Reported by Leah Delabruere, a seventh-grade student at Brighton Elementary School in Island Pond.
Brighton Elementary School held a Martin Luther King Jr. Day assembly on Jan. 22 at 1:45. Students gathered in the multi-purpose room and Mrs. Castonguay, the MC started with a friendly introduction and pointing out the colored hands poster entitled, "A rainbow of the human race is what makes the world a better place," drawn by the pre-K students.
First off, we all watched a 10-minute video called ''White Socks Only,'' which was a book read aloud through video. The video showed how people of different races used to be treated differently, and made the point that this was WRONG! We then listened to the Kindergartner's wonderful song called "Ain't Gonna Let Nobody Turn Me Around." They were so cute standing in front of everyone singing; it was so beautifully done.
The first graders read a poem about Martin Luther King Jr. called "Following Martin." This was about Dr. King's dream and how he changed the world. Next, first through fourth grade sang a song called "Martin Luther King." This was very educational because it mentioned what he had accomplished throughout his life.
Next came the second and third graders with the Human Time Line. This showed what important things happened during Dr. King's lifetime. For example, the Birmingham bus boycott, the march on Washington, and his "I have a dream" speech.
Then it was the Middle School's turn. The eighth graders started by singing "We Shall Overcome." This is one song that people sang while marching through streets in Washington at the March on Washington in 1963. Next up was the seventh and eighth graders reading inspirational parts of famous speeches such as the ''I Have a Dream,'' ''Gettysburg Address,'' and John F. Kennedy's "Civil Rights" speech. These talks helped people understand how MLK encouraged people with his words and how he spoke not with violence, but with tolerance towards others.

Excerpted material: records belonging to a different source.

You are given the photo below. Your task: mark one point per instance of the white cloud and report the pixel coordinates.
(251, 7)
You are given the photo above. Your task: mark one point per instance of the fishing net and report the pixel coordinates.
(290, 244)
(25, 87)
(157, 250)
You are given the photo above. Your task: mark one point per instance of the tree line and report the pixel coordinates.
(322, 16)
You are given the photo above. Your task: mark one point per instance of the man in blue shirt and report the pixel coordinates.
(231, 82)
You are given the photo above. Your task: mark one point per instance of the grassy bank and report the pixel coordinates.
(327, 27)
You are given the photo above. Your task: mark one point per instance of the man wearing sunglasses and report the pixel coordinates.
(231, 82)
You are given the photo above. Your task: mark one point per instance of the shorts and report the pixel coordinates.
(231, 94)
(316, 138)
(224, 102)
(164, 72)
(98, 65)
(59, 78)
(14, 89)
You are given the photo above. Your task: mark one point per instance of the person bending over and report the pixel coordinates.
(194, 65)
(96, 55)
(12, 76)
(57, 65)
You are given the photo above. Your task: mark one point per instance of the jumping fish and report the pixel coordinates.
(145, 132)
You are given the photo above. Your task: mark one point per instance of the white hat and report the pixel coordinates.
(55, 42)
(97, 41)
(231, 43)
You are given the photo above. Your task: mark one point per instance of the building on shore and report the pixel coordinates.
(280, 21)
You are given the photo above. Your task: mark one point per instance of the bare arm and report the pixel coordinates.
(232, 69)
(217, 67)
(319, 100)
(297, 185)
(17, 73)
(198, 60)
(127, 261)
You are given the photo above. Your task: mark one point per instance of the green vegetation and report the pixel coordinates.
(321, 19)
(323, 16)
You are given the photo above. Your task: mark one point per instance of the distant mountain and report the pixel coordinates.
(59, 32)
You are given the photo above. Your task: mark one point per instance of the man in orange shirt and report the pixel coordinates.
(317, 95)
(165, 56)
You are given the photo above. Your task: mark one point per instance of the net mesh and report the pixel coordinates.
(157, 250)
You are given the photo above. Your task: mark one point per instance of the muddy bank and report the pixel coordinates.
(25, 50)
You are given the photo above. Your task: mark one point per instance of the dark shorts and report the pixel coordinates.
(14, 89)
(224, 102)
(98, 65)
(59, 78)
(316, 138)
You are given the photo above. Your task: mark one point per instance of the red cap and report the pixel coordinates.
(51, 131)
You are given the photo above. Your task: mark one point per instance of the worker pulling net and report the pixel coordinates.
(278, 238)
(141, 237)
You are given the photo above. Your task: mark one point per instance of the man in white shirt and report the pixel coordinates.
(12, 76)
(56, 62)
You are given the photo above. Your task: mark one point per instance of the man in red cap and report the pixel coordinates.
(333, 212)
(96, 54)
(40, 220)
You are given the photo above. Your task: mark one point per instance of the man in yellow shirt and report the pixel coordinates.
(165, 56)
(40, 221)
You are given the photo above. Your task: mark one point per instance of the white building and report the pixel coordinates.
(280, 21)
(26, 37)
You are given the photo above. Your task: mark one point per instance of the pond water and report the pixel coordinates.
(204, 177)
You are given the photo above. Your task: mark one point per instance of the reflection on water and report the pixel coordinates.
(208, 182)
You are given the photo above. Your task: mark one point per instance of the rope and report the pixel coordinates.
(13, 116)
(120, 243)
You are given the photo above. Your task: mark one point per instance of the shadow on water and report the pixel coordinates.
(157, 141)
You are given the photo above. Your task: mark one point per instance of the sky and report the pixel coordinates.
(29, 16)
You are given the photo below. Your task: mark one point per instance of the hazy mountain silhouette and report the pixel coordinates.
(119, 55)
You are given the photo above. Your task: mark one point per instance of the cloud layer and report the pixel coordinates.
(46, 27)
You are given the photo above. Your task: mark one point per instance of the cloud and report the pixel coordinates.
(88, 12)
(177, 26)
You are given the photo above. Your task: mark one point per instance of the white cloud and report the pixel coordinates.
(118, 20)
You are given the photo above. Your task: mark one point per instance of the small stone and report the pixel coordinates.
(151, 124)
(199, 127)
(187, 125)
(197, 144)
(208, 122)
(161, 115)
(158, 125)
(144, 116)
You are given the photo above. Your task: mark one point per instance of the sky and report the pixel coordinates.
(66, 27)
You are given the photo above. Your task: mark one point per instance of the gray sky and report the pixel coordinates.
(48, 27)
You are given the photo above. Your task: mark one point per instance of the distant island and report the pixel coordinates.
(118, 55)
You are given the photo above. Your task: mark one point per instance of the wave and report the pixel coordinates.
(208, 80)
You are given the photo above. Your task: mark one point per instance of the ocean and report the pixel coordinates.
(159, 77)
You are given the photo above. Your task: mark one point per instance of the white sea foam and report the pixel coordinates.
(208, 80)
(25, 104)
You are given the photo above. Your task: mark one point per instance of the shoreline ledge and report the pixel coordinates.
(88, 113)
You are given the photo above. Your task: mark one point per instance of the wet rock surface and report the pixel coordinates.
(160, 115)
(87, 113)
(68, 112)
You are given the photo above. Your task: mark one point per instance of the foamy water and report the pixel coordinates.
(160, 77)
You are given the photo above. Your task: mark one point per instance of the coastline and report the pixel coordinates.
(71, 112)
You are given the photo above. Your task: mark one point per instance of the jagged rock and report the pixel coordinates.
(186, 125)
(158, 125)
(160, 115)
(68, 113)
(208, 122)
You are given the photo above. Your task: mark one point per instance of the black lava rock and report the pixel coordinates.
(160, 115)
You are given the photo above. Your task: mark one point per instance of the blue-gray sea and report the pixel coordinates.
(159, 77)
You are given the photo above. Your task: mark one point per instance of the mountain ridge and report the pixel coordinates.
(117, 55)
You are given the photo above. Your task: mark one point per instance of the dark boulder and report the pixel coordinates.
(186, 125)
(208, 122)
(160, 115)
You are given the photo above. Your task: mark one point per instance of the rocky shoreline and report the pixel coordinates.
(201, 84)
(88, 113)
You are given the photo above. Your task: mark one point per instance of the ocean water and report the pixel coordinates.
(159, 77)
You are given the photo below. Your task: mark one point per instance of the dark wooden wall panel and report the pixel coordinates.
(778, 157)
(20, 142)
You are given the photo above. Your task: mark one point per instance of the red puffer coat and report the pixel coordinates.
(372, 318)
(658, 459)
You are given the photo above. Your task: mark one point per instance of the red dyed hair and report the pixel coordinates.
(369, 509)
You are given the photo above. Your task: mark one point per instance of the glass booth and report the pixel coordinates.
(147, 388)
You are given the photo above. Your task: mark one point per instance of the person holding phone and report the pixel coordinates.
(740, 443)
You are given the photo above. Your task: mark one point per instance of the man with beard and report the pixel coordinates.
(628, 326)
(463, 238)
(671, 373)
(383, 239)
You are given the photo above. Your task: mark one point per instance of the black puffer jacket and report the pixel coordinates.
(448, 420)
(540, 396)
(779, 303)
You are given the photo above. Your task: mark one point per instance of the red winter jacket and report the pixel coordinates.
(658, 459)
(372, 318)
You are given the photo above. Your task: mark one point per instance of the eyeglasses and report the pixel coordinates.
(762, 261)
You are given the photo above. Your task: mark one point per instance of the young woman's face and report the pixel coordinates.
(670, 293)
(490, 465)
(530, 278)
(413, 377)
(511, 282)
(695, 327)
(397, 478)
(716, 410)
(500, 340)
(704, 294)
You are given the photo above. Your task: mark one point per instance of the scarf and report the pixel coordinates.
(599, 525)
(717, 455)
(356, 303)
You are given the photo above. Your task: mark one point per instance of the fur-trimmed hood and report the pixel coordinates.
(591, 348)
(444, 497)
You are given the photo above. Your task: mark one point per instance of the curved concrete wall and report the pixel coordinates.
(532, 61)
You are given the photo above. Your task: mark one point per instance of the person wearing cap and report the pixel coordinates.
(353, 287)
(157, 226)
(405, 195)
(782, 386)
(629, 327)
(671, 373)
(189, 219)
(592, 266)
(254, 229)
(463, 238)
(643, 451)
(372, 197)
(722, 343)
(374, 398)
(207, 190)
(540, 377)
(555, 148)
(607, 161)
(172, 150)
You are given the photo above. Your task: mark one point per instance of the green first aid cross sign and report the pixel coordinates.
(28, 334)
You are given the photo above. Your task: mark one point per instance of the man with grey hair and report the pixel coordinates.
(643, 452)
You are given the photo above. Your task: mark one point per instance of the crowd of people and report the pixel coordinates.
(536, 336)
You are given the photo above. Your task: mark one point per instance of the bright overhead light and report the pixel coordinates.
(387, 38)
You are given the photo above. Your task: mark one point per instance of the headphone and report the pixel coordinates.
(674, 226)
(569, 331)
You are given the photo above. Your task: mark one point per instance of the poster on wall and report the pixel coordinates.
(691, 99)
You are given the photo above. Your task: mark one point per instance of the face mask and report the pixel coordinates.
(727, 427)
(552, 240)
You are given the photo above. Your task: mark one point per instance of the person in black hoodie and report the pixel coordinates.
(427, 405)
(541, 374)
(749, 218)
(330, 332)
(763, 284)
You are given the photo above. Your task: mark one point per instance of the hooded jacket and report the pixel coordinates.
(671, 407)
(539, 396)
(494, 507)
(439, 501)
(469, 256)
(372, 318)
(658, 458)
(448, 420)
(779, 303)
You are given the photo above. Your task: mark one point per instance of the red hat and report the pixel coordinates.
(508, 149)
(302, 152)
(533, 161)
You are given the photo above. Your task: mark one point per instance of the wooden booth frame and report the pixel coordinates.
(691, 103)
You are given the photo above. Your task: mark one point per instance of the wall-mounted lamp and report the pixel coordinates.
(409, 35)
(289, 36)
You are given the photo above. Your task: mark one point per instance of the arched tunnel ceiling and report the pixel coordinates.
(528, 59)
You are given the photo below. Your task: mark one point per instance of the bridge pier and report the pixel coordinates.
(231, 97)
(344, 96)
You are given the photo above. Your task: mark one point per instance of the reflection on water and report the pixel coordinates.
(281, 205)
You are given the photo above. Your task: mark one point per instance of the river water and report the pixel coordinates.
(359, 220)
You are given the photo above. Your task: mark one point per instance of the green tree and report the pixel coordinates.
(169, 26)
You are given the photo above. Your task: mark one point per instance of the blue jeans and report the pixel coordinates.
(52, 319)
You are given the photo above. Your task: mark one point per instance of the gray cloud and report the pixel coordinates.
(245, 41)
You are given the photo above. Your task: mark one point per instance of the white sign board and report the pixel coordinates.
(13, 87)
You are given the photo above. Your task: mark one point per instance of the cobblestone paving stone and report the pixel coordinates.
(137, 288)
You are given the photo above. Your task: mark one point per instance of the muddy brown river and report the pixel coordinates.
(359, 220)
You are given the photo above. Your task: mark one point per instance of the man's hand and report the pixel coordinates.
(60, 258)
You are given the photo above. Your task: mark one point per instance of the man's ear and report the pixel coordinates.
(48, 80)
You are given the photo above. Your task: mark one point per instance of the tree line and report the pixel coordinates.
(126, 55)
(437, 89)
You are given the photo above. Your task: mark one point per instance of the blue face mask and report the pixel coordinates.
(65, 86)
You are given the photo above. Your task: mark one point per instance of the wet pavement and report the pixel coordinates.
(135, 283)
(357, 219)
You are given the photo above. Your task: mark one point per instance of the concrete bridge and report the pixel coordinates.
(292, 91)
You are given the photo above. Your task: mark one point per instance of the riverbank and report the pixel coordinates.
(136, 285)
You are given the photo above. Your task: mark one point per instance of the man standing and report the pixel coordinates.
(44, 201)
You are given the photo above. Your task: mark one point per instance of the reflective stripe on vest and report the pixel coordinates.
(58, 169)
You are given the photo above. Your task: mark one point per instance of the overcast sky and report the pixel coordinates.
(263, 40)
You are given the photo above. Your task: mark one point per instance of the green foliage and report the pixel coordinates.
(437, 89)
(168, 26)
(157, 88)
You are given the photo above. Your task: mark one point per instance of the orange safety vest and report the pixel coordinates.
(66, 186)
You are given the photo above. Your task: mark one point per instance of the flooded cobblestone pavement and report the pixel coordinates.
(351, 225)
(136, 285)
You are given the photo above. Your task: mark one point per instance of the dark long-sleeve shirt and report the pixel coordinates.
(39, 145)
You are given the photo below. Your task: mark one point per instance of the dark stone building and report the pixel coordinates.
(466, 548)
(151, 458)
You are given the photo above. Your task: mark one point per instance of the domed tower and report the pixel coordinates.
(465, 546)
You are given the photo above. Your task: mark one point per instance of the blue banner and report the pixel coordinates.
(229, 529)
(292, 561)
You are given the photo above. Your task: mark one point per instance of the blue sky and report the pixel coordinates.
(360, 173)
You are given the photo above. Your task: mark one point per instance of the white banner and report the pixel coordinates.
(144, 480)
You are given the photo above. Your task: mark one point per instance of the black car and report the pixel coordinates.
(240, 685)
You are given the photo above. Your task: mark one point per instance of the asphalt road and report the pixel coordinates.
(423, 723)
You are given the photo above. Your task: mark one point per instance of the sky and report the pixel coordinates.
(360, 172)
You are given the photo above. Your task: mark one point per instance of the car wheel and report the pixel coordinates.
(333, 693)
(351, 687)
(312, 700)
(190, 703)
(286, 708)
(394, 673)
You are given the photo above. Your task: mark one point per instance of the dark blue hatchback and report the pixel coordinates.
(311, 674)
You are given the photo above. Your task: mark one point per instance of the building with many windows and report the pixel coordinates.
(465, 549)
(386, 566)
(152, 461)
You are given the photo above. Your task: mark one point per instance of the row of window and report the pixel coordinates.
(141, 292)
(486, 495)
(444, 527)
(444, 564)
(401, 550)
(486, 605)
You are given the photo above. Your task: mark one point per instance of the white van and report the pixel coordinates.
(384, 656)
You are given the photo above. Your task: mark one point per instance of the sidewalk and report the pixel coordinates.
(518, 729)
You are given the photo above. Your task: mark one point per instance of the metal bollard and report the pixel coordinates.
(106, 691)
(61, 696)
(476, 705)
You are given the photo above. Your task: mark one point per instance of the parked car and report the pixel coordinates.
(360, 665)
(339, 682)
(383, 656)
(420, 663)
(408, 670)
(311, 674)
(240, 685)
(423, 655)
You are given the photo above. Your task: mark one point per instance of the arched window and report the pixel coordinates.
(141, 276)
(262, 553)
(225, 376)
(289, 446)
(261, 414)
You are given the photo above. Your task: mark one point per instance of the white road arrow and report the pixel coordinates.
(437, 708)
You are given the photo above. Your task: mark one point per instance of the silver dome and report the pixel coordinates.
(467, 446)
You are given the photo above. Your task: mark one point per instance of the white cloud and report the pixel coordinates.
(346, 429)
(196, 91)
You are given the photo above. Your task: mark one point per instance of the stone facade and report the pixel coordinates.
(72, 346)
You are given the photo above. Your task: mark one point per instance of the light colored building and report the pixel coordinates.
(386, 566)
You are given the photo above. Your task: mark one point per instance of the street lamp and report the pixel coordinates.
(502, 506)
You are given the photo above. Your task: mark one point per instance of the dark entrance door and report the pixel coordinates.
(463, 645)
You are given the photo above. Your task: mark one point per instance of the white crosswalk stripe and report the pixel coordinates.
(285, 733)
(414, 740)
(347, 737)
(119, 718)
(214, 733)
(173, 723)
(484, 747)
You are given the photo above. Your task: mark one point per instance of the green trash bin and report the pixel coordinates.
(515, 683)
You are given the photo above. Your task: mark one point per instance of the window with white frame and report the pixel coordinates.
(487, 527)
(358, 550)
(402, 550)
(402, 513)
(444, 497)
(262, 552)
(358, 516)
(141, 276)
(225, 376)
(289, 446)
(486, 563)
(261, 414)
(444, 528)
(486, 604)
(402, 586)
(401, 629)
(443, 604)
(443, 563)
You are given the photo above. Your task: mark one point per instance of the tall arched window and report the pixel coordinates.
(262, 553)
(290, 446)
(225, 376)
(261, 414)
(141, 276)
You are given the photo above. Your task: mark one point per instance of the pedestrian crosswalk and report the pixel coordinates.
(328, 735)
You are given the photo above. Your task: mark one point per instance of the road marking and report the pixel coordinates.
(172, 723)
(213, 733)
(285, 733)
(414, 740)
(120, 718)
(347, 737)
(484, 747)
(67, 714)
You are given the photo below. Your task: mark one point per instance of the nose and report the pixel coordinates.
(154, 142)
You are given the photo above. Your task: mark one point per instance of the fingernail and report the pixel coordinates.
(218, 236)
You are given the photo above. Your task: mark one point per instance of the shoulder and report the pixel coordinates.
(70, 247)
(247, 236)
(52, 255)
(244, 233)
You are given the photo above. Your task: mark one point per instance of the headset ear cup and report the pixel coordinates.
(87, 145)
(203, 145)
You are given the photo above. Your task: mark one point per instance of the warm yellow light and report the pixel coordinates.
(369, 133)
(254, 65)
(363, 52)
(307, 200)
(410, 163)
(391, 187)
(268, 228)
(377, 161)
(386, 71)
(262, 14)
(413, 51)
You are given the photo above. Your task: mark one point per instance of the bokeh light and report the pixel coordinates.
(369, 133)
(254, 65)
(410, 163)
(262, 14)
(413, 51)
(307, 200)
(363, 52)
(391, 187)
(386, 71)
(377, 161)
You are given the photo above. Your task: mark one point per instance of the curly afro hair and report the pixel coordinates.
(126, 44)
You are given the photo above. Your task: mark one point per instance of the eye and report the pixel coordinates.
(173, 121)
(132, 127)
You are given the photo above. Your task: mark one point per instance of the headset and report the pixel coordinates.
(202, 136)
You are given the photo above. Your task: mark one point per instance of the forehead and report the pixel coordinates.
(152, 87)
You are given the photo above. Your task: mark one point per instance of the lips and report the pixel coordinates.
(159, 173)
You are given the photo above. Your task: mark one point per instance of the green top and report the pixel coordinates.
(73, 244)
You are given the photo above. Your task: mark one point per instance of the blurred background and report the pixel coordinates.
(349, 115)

Finally, the sixth grade preformed a beautiful skit about Rosa Parks. Each student had a role and together they reenacted Rosa's decision to not get up from the white people's seat on the bus. The skit also briefly told about the court case that followed Rosa's decision.
In this assembly we were thanking our mighty hero, Martin Luther King Jr. and remembering his legacy. I hope that more people know about his enormous accomplishments and work towards stopping segregation. I, and hopefully others who witnessed our assembly, also believe that people should be treated with respect and equality no matter what race, color, size or shape. A big thank you to all the teachers and staff who helped prepare for this memorable day.